The regulatory environment. The Schrems II ruling in July invalidated Privacy Shield as expected and produced operational work on Standard Contractual Clauses and on data-flow architecture across the portfolio. The Marriott and BA final fines landed in October at substantial reductions from the NoIs but at amounts that still set the new floor for UK GDPR enforcement. The post-Brexit UK adequacy decision is still pending as of year-end. The CCPA enforcement period began. The various other US state privacy regulations continue in legislative progress. The regulatory landscape is more mature than at any previous point.
The portfolio. Six vCISO clients carrying through the year. Fourteen SOC customers (added two through the year, lost one in churn). Twelve EmilyAI commercial customers (lost two through the year, added three). Aggregate company revenue at approximately 91% of the original full-year plan, with the gap in line with the macro-environment-affected forecast. The team is at thirty-three at year-end, slightly below the original-plan target. The financial position is healthy; the cash reserves carry the company through any reasonably-bad scenario in 2021 and the operational cost-base is sustainable at the current revenue level.
The book. The GDPR-era operational discipline book is in late draft and is on track for publication in mid-2021. The early-Emily research paper from USENIX Security 2019 has been cited in the academic literature on machine-learning-for-SOC and is producing useful follow-on conversations.

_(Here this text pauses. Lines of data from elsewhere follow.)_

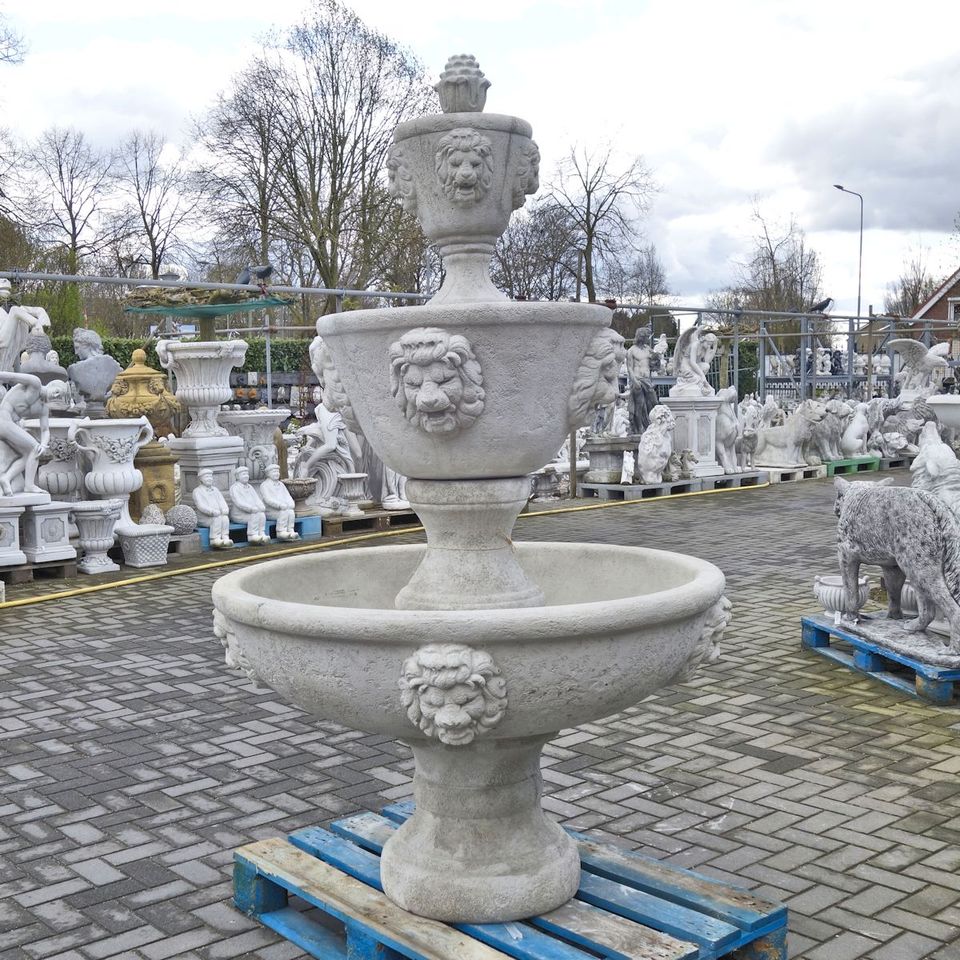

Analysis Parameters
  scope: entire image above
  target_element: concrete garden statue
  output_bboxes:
[890,338,950,401]
[636,404,675,483]
[193,468,233,548]
[835,476,960,648]
[0,371,50,496]
[259,463,299,541]
[626,326,657,434]
[211,53,728,924]
[670,321,717,398]
[714,385,741,474]
[840,402,870,458]
[229,466,270,545]
[0,282,50,373]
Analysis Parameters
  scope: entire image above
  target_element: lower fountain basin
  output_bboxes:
[212,541,725,740]
[213,541,726,922]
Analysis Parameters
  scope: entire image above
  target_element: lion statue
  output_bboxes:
[674,596,732,682]
[435,128,494,203]
[398,643,508,746]
[569,328,622,430]
[389,327,485,435]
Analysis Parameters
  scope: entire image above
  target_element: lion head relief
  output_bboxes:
[435,128,494,204]
[389,327,485,436]
[398,643,507,746]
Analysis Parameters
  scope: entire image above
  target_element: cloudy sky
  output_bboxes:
[1,0,958,316]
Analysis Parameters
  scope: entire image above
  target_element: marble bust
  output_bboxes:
[68,328,123,416]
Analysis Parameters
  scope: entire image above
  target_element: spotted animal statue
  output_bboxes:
[834,476,960,649]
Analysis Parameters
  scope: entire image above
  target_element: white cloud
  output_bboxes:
[0,0,957,314]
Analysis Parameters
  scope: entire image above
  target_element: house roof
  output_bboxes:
[913,265,960,319]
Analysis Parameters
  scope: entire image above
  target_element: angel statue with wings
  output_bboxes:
[889,339,950,401]
[669,319,719,398]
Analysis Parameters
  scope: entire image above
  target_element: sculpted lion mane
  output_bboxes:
[398,643,507,746]
[435,128,494,203]
[389,327,485,435]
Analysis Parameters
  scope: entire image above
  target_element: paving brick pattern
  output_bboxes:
[3,472,960,959]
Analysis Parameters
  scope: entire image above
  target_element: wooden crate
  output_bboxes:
[234,803,787,959]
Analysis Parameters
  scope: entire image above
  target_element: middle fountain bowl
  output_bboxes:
[317,298,609,481]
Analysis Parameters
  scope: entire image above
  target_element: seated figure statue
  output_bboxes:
[67,328,122,416]
[229,466,270,545]
[260,463,299,541]
[193,469,233,549]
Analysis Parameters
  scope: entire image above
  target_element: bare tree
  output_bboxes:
[603,243,669,304]
[0,10,24,64]
[883,249,942,317]
[113,130,195,279]
[14,127,116,273]
[738,208,823,313]
[545,146,656,303]
[195,57,284,268]
[491,204,579,301]
[197,1,432,311]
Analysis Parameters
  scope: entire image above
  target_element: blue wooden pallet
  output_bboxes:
[233,803,787,960]
[197,514,322,550]
[801,613,960,705]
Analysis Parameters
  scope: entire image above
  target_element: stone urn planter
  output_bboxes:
[213,54,729,925]
[156,339,248,438]
[337,472,368,518]
[71,500,123,574]
[219,408,291,480]
[814,573,869,617]
[69,417,153,535]
[281,478,318,517]
[23,418,84,500]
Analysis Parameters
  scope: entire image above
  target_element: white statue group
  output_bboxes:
[193,463,299,549]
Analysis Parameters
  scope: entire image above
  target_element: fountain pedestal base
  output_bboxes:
[380,735,579,922]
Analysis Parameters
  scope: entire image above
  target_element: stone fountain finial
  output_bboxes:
[435,54,490,113]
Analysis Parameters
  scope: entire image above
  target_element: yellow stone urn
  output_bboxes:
[107,349,182,520]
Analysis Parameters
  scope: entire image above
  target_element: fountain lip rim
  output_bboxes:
[316,298,611,336]
[211,541,726,638]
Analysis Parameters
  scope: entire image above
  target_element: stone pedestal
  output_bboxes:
[0,504,27,567]
[21,501,76,563]
[168,436,243,503]
[662,395,724,478]
[131,442,180,522]
[584,437,637,484]
[220,409,292,481]
[72,500,122,574]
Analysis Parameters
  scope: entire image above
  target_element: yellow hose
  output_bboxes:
[0,481,769,610]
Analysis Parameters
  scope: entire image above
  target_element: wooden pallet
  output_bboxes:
[580,479,701,501]
[234,803,787,960]
[0,557,78,585]
[759,465,826,484]
[698,472,768,492]
[825,457,880,476]
[879,455,912,470]
[322,508,420,537]
[801,614,960,705]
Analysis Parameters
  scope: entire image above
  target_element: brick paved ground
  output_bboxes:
[3,471,960,960]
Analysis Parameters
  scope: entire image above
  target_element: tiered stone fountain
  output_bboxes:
[213,55,728,924]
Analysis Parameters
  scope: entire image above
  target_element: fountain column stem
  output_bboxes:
[395,477,544,610]
[380,735,580,922]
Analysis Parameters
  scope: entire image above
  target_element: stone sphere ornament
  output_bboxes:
[164,503,197,536]
[139,503,165,526]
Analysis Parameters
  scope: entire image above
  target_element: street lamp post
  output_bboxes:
[834,183,865,393]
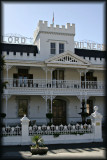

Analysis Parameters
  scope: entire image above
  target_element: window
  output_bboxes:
[13,69,33,87]
[86,100,93,115]
[18,99,28,117]
[50,43,56,54]
[59,43,64,54]
[52,70,64,80]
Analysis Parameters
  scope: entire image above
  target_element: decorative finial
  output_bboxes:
[94,106,98,112]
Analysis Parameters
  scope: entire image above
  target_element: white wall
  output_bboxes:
[2,95,105,125]
[34,21,75,61]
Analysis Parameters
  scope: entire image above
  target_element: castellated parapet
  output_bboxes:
[34,20,75,40]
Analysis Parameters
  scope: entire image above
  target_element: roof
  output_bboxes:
[75,48,106,58]
[1,43,38,54]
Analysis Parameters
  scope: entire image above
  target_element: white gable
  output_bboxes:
[45,50,91,66]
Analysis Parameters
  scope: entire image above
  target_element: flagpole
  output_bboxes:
[52,12,54,26]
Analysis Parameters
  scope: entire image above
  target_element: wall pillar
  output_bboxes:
[90,106,103,142]
[20,115,30,145]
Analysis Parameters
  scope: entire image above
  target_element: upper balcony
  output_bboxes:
[3,78,105,96]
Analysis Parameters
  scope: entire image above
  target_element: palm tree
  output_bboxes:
[32,135,44,148]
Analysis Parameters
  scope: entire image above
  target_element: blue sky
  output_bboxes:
[2,2,105,44]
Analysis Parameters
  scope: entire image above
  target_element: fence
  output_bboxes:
[1,106,103,145]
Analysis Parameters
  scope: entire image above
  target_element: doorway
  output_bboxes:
[52,99,66,125]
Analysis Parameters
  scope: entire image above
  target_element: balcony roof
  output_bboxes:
[75,48,106,58]
[1,43,38,54]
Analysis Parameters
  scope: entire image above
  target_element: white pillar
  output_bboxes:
[21,115,30,145]
[51,70,52,88]
[6,65,8,80]
[90,106,103,142]
[4,95,11,126]
[46,69,47,88]
[80,72,81,89]
[51,95,52,113]
[46,95,47,113]
[5,95,8,126]
[84,72,86,89]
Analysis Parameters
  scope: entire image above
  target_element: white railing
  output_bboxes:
[1,125,22,136]
[3,78,104,90]
[29,123,93,136]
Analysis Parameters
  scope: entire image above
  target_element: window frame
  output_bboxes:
[59,43,64,54]
[18,98,28,117]
[50,42,56,54]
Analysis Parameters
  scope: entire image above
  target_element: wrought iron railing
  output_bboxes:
[29,123,93,136]
[1,125,22,136]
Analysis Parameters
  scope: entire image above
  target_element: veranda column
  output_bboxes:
[51,70,53,88]
[4,95,11,126]
[42,95,48,114]
[50,95,56,113]
[6,65,9,80]
[46,69,47,88]
[5,65,13,86]
[77,69,84,89]
[41,67,48,88]
[51,95,52,113]
[80,72,81,89]
[49,68,55,88]
[84,70,88,89]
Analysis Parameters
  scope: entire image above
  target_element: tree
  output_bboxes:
[0,56,8,93]
[0,55,8,126]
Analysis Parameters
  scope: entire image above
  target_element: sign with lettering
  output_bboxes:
[74,41,105,51]
[1,35,33,45]
[1,35,105,51]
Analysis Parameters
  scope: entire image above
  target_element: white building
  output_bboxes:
[2,20,105,126]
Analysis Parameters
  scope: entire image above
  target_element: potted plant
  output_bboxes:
[30,135,48,155]
[46,113,53,125]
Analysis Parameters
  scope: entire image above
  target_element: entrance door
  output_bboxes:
[52,99,66,125]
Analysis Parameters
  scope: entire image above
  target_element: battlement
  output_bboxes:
[34,20,75,40]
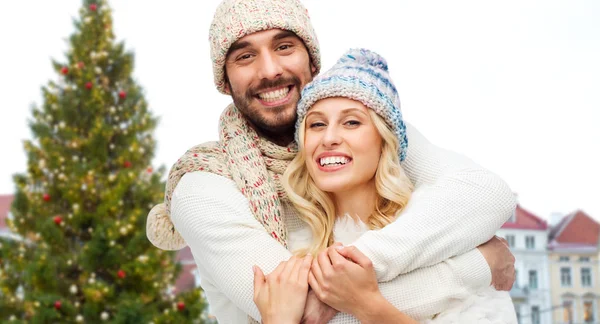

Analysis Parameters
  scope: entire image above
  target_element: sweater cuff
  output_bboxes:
[450,249,492,293]
[351,241,388,281]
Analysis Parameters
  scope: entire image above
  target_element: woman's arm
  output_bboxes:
[357,296,419,324]
[352,122,516,281]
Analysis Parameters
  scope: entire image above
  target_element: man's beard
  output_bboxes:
[230,76,301,135]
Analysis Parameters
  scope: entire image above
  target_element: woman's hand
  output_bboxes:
[253,255,313,324]
[310,245,417,324]
[308,244,381,316]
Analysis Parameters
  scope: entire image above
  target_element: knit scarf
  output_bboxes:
[147,103,297,251]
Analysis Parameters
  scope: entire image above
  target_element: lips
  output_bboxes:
[315,153,353,172]
[255,86,294,106]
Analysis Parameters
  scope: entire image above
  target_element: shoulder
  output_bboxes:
[174,171,238,198]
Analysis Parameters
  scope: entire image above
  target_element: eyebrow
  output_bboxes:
[306,107,369,118]
[227,30,299,56]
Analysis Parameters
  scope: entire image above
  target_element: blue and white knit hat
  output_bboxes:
[296,48,408,161]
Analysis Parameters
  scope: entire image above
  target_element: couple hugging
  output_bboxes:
[147,0,518,323]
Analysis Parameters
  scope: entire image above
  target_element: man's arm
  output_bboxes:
[353,122,517,281]
[170,171,292,321]
[326,249,492,323]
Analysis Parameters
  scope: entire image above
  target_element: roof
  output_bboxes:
[501,204,548,230]
[549,210,599,248]
[0,194,14,230]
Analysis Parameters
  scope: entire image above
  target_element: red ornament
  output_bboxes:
[77,61,85,69]
[123,161,132,168]
[85,82,93,89]
[117,269,126,279]
[177,302,185,311]
[54,300,62,310]
[61,67,69,75]
[146,167,153,173]
[90,3,97,11]
[43,193,51,202]
[118,90,127,99]
[53,216,63,225]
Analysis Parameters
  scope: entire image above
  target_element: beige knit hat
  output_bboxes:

The personal note. I wrote 47 posts on the blog this year, the highest count since 2016, helped by the fully-remote operating cadence which has produced more consistent writing time than the office-based pattern did. The blog discipline continues to be the most useful single intellectual practice I have. The conferences this year were substantially virtual — Infosec Europe was a virtual event with a much smaller booth presence than the 2019 in-person form, the various BSides and academic events were similarly virtual. The virtual format produces less networking value but has been operationally easier to participate in. I expect the conference landscape in 2021 to remain mostly virtual through at least mid-year.
The ten-year-anniversary deferred event. We have not, during 2020, found an opportunity to mark the ten-year milestone in person. The intention is to do so in 2021 when the public-health environment supports it, possibly combined with the 2021 Christmas event into a two-celebrations-merged-into-one form.
Onward into 2021. The SolarWinds aftermath. The continuing ransomware escalation. The post-Brexit regulatory landscape settling. The product roadmap execution. The book publication. And whatever the year produces that I have not yet imagined.